葬儀社への支払いは、お葬式(火葬)の翌日から数日以内に済ませます。葬儀にかかる費用は、葬儀社が直接提供した葬儀一式費用の他にも、葬儀社が立て替え払いされていることが多くあります。葬儀社からはそれらを含めた請求書が、葬儀後数日中に届けられます。

また、菩提寺へのお布施なども、当日に済んでいなければ、早めに持参します。

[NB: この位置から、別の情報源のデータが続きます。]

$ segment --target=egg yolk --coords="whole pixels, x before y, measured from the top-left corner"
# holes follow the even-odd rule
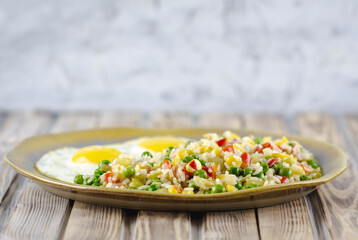
[[[72,162],[98,164],[102,160],[111,160],[113,158],[117,158],[119,154],[121,154],[121,152],[114,148],[88,146],[75,152],[75,154],[72,156]]]
[[[141,141],[139,146],[153,152],[161,152],[170,146],[177,147],[184,143],[184,140],[175,137],[152,137]]]

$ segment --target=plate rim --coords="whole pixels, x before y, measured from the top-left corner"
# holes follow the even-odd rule
[[[54,137],[59,135],[66,135],[66,134],[75,134],[75,133],[84,133],[84,132],[98,132],[98,131],[119,131],[119,130],[126,130],[126,131],[141,131],[141,132],[166,132],[166,131],[192,131],[192,130],[199,130],[199,131],[222,131],[227,129],[222,128],[93,128],[93,129],[86,129],[86,130],[75,130],[75,131],[66,131],[66,132],[60,132],[60,133],[51,133],[51,134],[41,134],[41,135],[35,135],[32,137],[28,137],[19,143],[17,143],[10,151],[8,151],[3,159],[12,167],[14,168],[18,173],[24,175],[25,177],[28,177],[32,180],[35,180],[37,182],[40,182],[42,184],[50,185],[50,186],[56,186],[58,188],[67,189],[69,191],[76,191],[80,193],[101,193],[101,194],[110,194],[110,195],[121,195],[121,196],[138,196],[139,198],[147,198],[147,199],[161,199],[161,200],[182,200],[182,201],[216,201],[218,199],[225,198],[227,200],[240,198],[240,197],[247,197],[247,196],[253,196],[253,195],[259,195],[263,193],[268,192],[275,192],[280,190],[289,190],[289,189],[295,189],[295,188],[305,188],[305,187],[317,187],[321,184],[327,183],[329,181],[332,181],[333,179],[337,178],[339,175],[341,175],[347,168],[347,155],[346,153],[338,146],[328,143],[325,141],[321,141],[315,138],[308,138],[301,135],[293,135],[293,134],[285,134],[280,132],[269,132],[269,131],[261,131],[261,130],[255,130],[255,129],[247,129],[247,128],[238,128],[233,129],[232,131],[236,132],[249,132],[250,134],[257,133],[258,135],[267,135],[267,136],[286,136],[288,138],[295,138],[295,139],[305,139],[308,141],[313,141],[316,143],[319,143],[321,145],[326,145],[327,147],[331,147],[334,149],[334,151],[337,152],[338,156],[337,159],[340,161],[343,161],[343,166],[339,169],[336,169],[333,173],[329,175],[323,175],[321,178],[313,179],[309,181],[302,181],[302,182],[294,182],[294,183],[283,183],[283,184],[277,184],[277,185],[270,185],[265,187],[258,187],[258,188],[252,188],[252,189],[244,189],[240,191],[235,192],[225,192],[221,194],[171,194],[171,193],[157,193],[157,192],[148,192],[148,191],[133,191],[129,189],[115,189],[115,188],[105,188],[105,187],[96,187],[96,186],[85,186],[85,185],[78,185],[74,183],[67,183],[63,182],[61,180],[52,179],[45,175],[42,175],[41,173],[39,175],[35,175],[32,172],[22,169],[21,167],[17,166],[13,161],[9,159],[8,156],[11,156],[16,150],[23,145],[26,145],[29,141],[32,141],[36,138],[42,138],[42,137]],[[231,129],[229,129],[231,130]],[[158,134],[156,134],[158,135]],[[299,141],[299,140],[298,140]]]

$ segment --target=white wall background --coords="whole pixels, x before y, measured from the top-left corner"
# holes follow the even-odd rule
[[[358,1],[0,0],[0,109],[358,110]]]

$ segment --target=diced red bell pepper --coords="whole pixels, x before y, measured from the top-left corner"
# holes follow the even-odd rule
[[[282,177],[281,178],[281,183],[288,183],[288,182],[290,182],[288,177]]]
[[[216,144],[217,144],[219,147],[224,146],[225,143],[226,143],[226,138],[223,138],[223,139],[220,139],[220,140],[216,141]]]
[[[255,148],[255,151],[254,152],[258,152],[258,153],[262,153],[262,149],[263,149],[263,147],[262,146],[256,146],[256,148]]]
[[[186,170],[186,164],[184,165],[183,172],[184,172],[184,174],[185,174],[186,176],[188,176],[188,178],[190,178],[191,176],[194,175],[194,173],[188,172],[188,171]]]
[[[269,165],[269,167],[272,167],[275,163],[277,163],[277,159],[271,158],[270,161],[267,162],[267,165]]]
[[[264,149],[265,149],[265,148],[271,148],[271,149],[273,149],[272,144],[269,143],[269,142],[265,142],[264,144],[262,144],[262,147],[263,147]]]
[[[170,169],[172,168],[172,164],[170,163],[169,160],[165,160],[163,163],[162,163],[162,169]]]
[[[223,152],[234,152],[234,147],[232,145],[227,145],[223,148]]]
[[[202,167],[202,169],[208,174],[209,177],[214,178],[214,170],[212,167]]]
[[[241,168],[247,168],[251,166],[251,156],[247,152],[241,154],[241,160],[242,160]]]
[[[112,172],[108,172],[106,174],[104,174],[104,179],[106,180],[106,182],[108,183],[108,178],[111,178],[113,177],[113,173]]]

その他、病院など故人の看取られる状況により、未払い先が無いか確認し済ませるようにしましょう。

香典返し

多額の香典をいただいた方や特にお世話になった方へは別途で香典返しをします。四十九日法要までに済ませましょう。

四十九日法要

法要の期日は、正確に死後四十九日目でなくても良いですが、四十九日を過ぎてはいけません。遺族・近親者の限られた人だけで、菩提寺の僧侶に勤行してもらい、法要後会食の席を設けるのが一般的です。参会者には四十九日忌の挨拶状と引き物を用意します。

手続き

亡くなった故人に纏わる各種手続きは多岐にわたります。最短では死後10以内・1カ月以内など、四十九日までに済ませなければならないものから、1年以内・2年以内など数幅広いです。以降にとり急ぐものから順を追って解説していきます。

優先順位の高い手続き【時系列順】

2週間以内

年金受給停止

厚生年金は亡くなってから10日以内、国民年金は14日以内に社会保険事務所や市区町村の国民年金課などで手続きし、未支給分がある場合には受け取りもしましょう。手続きが遅れて年金が支払われた場合は、返還する必要があります。死亡届・年金証書・除籍謄本が必要です。

後期高齢者医療資格喪失届

亡くなってから14日以内に市区町村役場で手続きします。後期高齢者医療被保険者証対象者の場合、相続人の印鑑・預金通帳(高額療養費がある場合)、限度額適用・標準負担額減額認定証・特定疾病療養受療証が必要です。

介護保険資格喪失届

亡くなってから14日以内に市区町村の福祉課で手続きします。介護保険証が必要です。

住民票の抹消届

亡くなってから14日以内に各市区町村の福祉課で手続きします。本人確認ができるパスポートや免許証などの証明書類・届出人の印鑑が必要です。

世帯主の変更届

14日以内に市区町村の福祉課で手続きします。届出人の印鑑・故人の本人確認書類が必要です。故人が3人以上の世帯の世帯主だった場合に必要な手続きとなり、故人が世帯主でない場合は当然不要です。また15歳未満は世帯主にはなれないので、15歳未満の子供を含む3人の世帯の場合も届け出は不要です

遺言書の検認

期限は特に定められていませんが、手続きに関わる内容が含まれている可能性もあるため、早急に行うようにしましょう。手続きは故人の住所がある家庭裁判所で行います。遺言書原本・遺言者、受遺者の戸籍謄本・相続人全員の戸籍謄本が必要です。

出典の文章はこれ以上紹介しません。